Learn About Moscato Wine and Its 5 Primary Styles

Moscato wine is known for its sweet tastes of peaches and orange blossom, which make it a popular dessert wine. The word Moscato (pronounced “moe-ska-toe”) is the Italian name for Muscat Blanc, which is one of the world’s oldest wine grape varieties. So, let’s find out more about this intriguing wine, shall we? NOTE:Moscato is manufactured from grapes called Muscat Blanc.

Moscato Flavors

Several Moscato wine varieties are based on the Italian wine Moscato d’Asti from Piedmont, which is one of the most popular Moscato varietals. Orange, juicy pear, sweet Meyer lemon, orange flower, and honeysuckle are among the aromatic scents found in the wines’ bouquets. The distinctive floral scent of the wine is derived from an aromatic molecule known as linalool, which may also be found in mint, citrus blossoms, and cinnamon. This offer expires on January 31! From now through the end of January, you may save money by purchasing only one book on wine and one digital course.
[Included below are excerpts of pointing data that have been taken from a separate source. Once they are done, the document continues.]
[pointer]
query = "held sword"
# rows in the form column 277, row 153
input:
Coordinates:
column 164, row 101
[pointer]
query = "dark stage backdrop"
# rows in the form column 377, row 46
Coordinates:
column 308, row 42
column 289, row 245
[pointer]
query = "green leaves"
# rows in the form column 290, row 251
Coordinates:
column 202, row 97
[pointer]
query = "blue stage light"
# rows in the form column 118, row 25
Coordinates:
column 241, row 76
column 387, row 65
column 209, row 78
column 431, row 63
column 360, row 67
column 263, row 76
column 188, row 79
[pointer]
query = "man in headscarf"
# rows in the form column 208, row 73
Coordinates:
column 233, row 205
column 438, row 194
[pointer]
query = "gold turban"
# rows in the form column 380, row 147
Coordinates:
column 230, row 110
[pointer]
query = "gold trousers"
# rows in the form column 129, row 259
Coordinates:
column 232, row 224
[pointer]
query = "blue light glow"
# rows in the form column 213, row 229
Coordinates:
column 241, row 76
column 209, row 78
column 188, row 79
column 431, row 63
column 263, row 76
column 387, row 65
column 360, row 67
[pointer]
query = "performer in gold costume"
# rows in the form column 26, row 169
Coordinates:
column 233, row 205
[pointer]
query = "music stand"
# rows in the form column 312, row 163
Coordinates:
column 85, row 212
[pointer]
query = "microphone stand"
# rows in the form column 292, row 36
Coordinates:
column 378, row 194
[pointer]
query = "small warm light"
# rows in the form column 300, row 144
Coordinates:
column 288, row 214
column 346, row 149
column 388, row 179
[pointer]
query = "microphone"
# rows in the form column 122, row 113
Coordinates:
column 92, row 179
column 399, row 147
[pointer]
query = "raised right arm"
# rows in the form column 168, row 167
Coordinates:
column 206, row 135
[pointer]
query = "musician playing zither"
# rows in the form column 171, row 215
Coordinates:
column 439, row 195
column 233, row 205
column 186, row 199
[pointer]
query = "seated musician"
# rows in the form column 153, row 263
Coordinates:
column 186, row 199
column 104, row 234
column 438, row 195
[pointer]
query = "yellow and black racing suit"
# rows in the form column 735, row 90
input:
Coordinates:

Read on to find out more At roughly 5.5 percent alcohol by volume, Moscato d’Asti is light-bodied and sweet, with tropical fruit notes, light bubbles (which the Italians refer to as “frizzante,” which means “frizz-ont-tay”), and low alcohol by volume (btw, regular wine has about 13 percent ABV).

Moscato Wine Styles

Several Moscato wine types are based on the Italian wine Moscato d’Asti from Piedmont, which is one of the most popular Moscato wines in the world. Orange, juicy pear, sweet Meyer lemon, orange flower, and honeysuckle are among the aromatic scents found in the wines. Ginalool, an aromatic molecule found in mint, citrus blossoms, and cinnamon, is responsible for the wine’s distinctive flowery scent. Ends on the 31st of January. Get the 1 book on wine as well as the Beginner’s digital course for a fantastic price until the end of January!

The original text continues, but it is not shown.